In a March 24 YouTube video, Dr. Pimple Popper shared his last patient’s treatment, which involved cutting an orange lipoma on the shoulder blade.
A lipoma is a fat-filled growth that sits between a person̵
In this woman’s case, her lipoma grew for six years and became larger and more visible, so she decided to have it removed. According to Lee, some lipomas, even if they are not cancer-free, can feel uncomfortable if they grow in certain areas such as the base of the neck.
In such cases, removal may help.
To treat the woman, Dr. Pimple Popper first injected an anesthetic solution around the area. She then made an incision through the center of the lipoma with a surgical blade that revealed a lumpy and yellow fat deposit under the skin’s surface.
Then Lee used his fingers and the tip of the scissors to dig into the cut. She also squeezed around the outside of the growth in an attempt to push it out of the woman’s skin.
Lipomas are encapsulated in a thin sac beneath the surface of the skin, which often allows them to “pop” out of the skin at once, Dr. Pimple Popper explained in the video description.
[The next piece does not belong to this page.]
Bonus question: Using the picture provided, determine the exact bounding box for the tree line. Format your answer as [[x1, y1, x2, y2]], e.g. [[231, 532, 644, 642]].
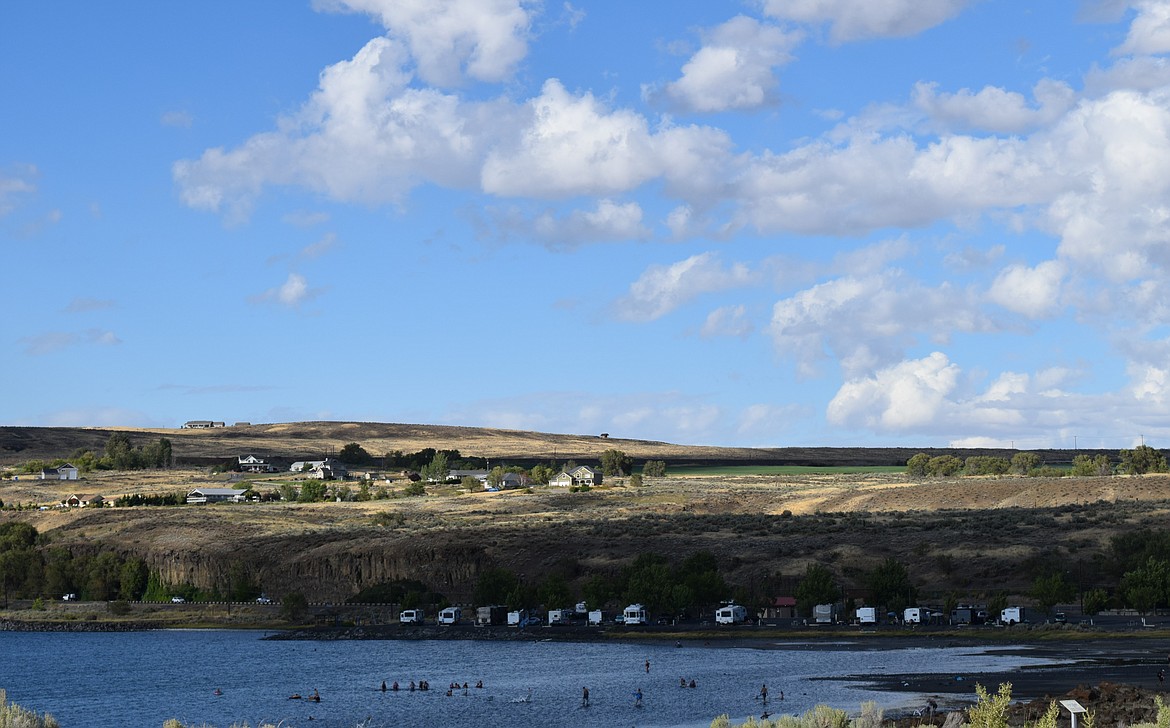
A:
[[906, 445, 1168, 478]]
After struggling with the lipoma for a few minutes, a fat deposit broke the surface and Dr. Pimple Popper managed to cut it off. Still, she did not get the lipoma in its entirety because the fibers under the woman’s skin acted as “netting,” holding the lipoma in place, Lee said.
As she continued to squeeze and squeeze around the skin, Lee called the growth “a pest” and “bossy” because of its difficult to remove nature.
Ten minutes later, Dr. Pimple Popper managed to grab the remaining lump of fat with tweezers and pull it out of the skin, leaving a gaping hole.
She sews the wound with surgical stitches and asks the patient to minimize shoulder movement for the next 10 days.
Lee also explained to the patient that her difficult case was not surprising, since the skin on her back is usually thicker and makes lipomas more prone to getting stuck like hers did.